Compared to BOLERO-2, EVE+EXE pts in Treat ER+ight had lower ECOG 0-1 (83 vs 96%), more V disease (66 vs 56%), 20% received lower EVE start dose, similar treatment duration (7.0 mths median TTD vs 7.8 mths median PFS) and lower any Gr stomatitis (29 vs 59%). This represents the 1st observation of a trend toward improved TTD in pts receiving P/P MW upon EVE initiation.
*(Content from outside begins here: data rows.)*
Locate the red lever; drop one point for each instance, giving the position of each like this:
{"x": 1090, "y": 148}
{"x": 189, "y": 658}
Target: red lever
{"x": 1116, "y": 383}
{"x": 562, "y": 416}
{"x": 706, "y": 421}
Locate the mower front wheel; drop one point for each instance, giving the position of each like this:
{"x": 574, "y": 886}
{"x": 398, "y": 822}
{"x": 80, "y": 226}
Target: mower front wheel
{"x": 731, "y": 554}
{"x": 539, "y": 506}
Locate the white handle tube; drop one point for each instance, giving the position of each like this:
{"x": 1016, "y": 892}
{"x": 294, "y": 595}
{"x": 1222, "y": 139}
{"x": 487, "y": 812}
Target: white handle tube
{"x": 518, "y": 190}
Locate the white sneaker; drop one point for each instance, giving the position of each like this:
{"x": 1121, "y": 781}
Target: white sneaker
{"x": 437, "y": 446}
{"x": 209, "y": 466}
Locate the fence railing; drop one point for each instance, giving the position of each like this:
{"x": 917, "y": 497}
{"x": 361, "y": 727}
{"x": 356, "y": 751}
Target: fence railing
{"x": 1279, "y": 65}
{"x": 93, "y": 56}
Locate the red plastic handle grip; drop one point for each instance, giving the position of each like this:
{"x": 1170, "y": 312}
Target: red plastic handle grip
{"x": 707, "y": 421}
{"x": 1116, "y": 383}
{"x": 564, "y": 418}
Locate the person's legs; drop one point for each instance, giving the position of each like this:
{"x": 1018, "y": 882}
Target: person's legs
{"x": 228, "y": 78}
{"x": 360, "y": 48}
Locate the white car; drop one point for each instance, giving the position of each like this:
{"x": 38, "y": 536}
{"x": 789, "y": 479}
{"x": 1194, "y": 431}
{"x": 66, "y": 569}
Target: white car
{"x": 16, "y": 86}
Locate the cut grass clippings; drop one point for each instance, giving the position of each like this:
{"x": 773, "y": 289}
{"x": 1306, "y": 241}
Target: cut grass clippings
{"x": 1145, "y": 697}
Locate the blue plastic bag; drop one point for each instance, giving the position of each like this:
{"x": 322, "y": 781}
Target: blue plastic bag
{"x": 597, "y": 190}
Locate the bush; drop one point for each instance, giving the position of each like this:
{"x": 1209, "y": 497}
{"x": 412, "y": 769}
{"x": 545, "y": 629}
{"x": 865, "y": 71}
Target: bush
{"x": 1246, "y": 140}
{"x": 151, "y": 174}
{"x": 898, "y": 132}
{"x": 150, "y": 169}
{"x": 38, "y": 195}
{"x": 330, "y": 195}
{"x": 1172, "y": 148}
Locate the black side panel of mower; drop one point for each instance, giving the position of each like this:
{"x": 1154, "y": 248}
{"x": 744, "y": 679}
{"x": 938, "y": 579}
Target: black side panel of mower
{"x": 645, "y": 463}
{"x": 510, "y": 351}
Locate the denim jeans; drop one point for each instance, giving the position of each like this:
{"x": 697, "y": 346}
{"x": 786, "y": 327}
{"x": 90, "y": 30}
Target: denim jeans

Clinical trial identification

NCT02753686

Legal entity responsible for the study

Novartis Pharmaceuticals Canada Inc.

Funding

Novartis Pharmaceuticals Canada Inc.

Disclosure

E. Chouinard: Research support received from Novartis. S.R. Perri: Employee of Novartis Pharmaceuticals Canada Inc. S. Chia: Honorarium from Novartis and Pfizer. All other authors have declared no conflicts of interest.